Mme Fabian rassembla ses troupes par un énergique « ¡Vamos! ».
Au moment de suivre le mouvement, Lynette interpella Justine :
- « Hé t’as vu la tête qu’elle a fait la prof quand elle a vu que Mourier y arrivait pas avec la porte ? Elle était contente … »
- « Bin, elle faisait comme nous : elle se foutait de sa gueule un peu, nan ? »
- « J’avais plus l’impression qu’elle était …soulagée ! »
- « Arrête de te faire des films ! C’est un coup elle est contente parce qu’elle va nous faire cours que pendant un quart d’heure, le temps qu’on s’installe… »
- « Tu m’étonnes, je me demande ce qu’elle va nous faire faire en si peu de temps … »

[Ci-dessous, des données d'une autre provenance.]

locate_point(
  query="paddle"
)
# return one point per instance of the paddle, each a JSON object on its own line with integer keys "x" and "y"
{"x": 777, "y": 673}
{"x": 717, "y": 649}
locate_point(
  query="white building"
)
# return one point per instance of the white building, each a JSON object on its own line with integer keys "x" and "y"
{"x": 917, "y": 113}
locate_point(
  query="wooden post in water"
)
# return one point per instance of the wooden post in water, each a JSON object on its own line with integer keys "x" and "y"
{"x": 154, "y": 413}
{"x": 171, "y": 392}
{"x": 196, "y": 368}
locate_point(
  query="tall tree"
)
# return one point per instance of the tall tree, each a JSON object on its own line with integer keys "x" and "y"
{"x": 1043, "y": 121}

Justine avait peut-être raison mais Lynette ne put s’empêcher de trouver l’attitude de Mme Fabian extrêmement troublante : elle avait vraiment eu l’air soulagée que la porte de sa salle soit restée fermée et qu’elle ait été obligée de changer de salle. Ce que Lynette ne savait pas, c’est que son sixième sens ne l’avait pas mené en bateau et pendant que la jeune fille était perdue dans ses pensées et que les élèves de ES-L se dirigeaient via la passerelle en salle C16, personne ne vit une ombre quitter discrètement le premier étage du bâtiment B pour regagner la cafétéria…Cette jeune fille, pourtant, avait assisté à une scène pour le moins étrange et elle n’allait pas tarder à évoquer la question avec ses camarades.
- « Wassila, Naïma…vous allez jamais me croire !!! »...
Une telle apostrophe lancée si discrètement dans le hall d’un lycée n’annonçait jamais rien de bon. C’était l’affaire d’une dizaine de minutes pour que l’affaire fasse le tour de l’établissement et, à en croire les gesticulations et l’emphase de celle qui avait prononcé cette phrase, c’était du lourd…
A suivre…
Vous aimerez peut-être...
Episode 2 : Où tout le monde colle ....
On parle de nous dans le journal de Vaulx !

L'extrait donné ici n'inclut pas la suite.